Lennard Haven Sciascia (36) was sent back to New Zealand — the country he left with his mother and siblings as an 8-year-old — in 2020, after spending more than six years behind bars for defensive homicide in Victoria.
Justice Kevin Bell, at Sciascia’s 2014 sentencing in the Supreme Court of Victoria, said the defendant’s rehabilitative prospects were strong.
"You are not a significant continuing risk to society in my view," he said.
But Sciascia, who left a girlfriend and two children behind in Australia, appeared in the Dunedin District Court this week where he was jailed for four months for two assaults against his new partner.
The attacks, which occurred during a week in November last year, involved a push and a punch in the face, as well as a blow to a bystander who tried to intervene.
The court heard he had also been convicted for offences against the woman in 2021 and there had been repeated police family-violence call-outs to their home.

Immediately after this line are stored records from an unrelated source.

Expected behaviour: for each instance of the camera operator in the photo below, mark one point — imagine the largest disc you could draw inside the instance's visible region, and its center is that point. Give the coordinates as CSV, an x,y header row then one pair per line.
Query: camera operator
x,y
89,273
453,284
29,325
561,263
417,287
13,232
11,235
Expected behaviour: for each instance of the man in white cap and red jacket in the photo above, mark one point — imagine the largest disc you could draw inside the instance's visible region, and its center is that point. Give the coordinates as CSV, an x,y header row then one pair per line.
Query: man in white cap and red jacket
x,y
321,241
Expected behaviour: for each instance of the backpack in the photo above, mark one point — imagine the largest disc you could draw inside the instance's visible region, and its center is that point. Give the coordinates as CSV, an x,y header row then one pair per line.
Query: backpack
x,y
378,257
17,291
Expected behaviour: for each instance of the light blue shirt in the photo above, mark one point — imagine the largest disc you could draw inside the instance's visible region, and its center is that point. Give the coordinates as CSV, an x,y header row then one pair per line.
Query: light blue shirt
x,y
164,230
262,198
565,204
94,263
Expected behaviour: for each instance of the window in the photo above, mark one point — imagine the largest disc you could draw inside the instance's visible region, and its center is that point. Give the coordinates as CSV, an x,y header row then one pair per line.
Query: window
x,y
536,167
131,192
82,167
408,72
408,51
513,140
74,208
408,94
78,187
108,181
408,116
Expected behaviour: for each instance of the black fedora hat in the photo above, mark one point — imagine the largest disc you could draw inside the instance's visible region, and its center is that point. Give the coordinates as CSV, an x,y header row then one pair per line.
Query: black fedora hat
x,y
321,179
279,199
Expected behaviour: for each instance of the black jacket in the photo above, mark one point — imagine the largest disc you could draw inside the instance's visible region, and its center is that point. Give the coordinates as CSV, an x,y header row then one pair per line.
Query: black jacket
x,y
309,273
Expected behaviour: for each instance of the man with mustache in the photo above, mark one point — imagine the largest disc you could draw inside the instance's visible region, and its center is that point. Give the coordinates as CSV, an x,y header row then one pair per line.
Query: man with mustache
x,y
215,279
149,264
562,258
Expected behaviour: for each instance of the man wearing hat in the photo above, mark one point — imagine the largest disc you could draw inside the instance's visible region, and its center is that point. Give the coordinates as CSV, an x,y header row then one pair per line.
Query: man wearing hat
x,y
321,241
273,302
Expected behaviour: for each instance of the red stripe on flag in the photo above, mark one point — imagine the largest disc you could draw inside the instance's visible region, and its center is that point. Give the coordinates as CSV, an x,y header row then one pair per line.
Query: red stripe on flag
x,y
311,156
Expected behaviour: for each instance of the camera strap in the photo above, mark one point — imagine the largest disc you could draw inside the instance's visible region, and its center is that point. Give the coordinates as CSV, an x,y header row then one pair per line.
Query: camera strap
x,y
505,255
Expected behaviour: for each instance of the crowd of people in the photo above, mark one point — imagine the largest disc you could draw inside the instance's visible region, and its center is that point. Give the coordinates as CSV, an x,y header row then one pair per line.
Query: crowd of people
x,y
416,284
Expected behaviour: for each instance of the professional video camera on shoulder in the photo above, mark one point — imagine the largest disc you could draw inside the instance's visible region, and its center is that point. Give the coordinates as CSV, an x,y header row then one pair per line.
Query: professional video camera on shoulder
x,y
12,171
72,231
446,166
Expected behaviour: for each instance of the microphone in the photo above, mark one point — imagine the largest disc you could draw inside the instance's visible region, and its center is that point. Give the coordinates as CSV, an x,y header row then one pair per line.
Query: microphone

"I’m very aware of your capability of delivering very significant violence indeed," Judge David Robinson said, referring to Sciascia’s crimes in Australia.
The defendant left school aged 15 and worked as a shearer and trawler fisherman until 2012 when he suffered a neck injury while on a boat.
The Australian court heard that six months before the killing Sciascia began smoking methamphetamine and habitually stayed up for four days without sleep.
On October 14, 2012, the defendant and a friend conducted a "run through" of 20-year-old Troy Hocking’s home, taking electronics and jewellery to cover a debt he owed.
That incident sparked Mr Hocking and two mates to seek retribution, turning up at a property wielding a baseball bat, hammer, cricket bat and fence paling.
As Sciascia and his associates fled the scene, a car driven by their rivals rammed them as they took off.

"I ain’t got a gun but I’ll be there," Mr Hocking told Sciascia.
On the way to the scheduled showdown, however, the groups fatefully crossed paths.
Sciascia confronted Mr Hocking with two bullets in his mouth "like boar’s teeth" before pulling out a .22 pistol and holding it to the victim’s head.
"You ain’t got the guts to pull the trigger," Mr Hocking said.
Sciascia stepped back and shot him in the chest.
"He never for a second believed that you would shoot him and the action that you took was grossly disproportionate to the fears that you had for your own safety," Justice Bell said.
Before his arrest, Sciascia hid the firearm, tried to create an alibi and washed the gunshot residue from his clothes.
When his associates discussed Mr Hocking possibly dying, he said, "f ... him, he should have paid his bill".
Sciascia’s then-partner told the court he was a "great father" — except when using meth.
At his Dunedin sentencing Judge David Robinson said the defendant had been putting undue pressure on his new girlfriend to support him and they had agreed to counselling.
He imposed release conditions which barred the couple from living together but allowed contact from 7am to 7pm.
Sciascia was released this week because of the time he had spent on remand.
Judge Robinson refused an Otago Daily Times application to photograph Sciascia because the recent charges were "minor in the grand scheme of things".
What is defensive homicide?
- The charge under Australia’s Crimes Act does not have an equivalent in New Zealand.
- It covers instances when someone kills in the belief that it was necessary to do so in order to defend themselves from the infliction of death or really serious injury, but in circumstances where they did not have reasonable grounds for that belief.
- If the defendant is found to not genuinely believe they acted in self-defence, the crime is murder.
- The charge carries a maximum penalty of 20 years’ imprisonment.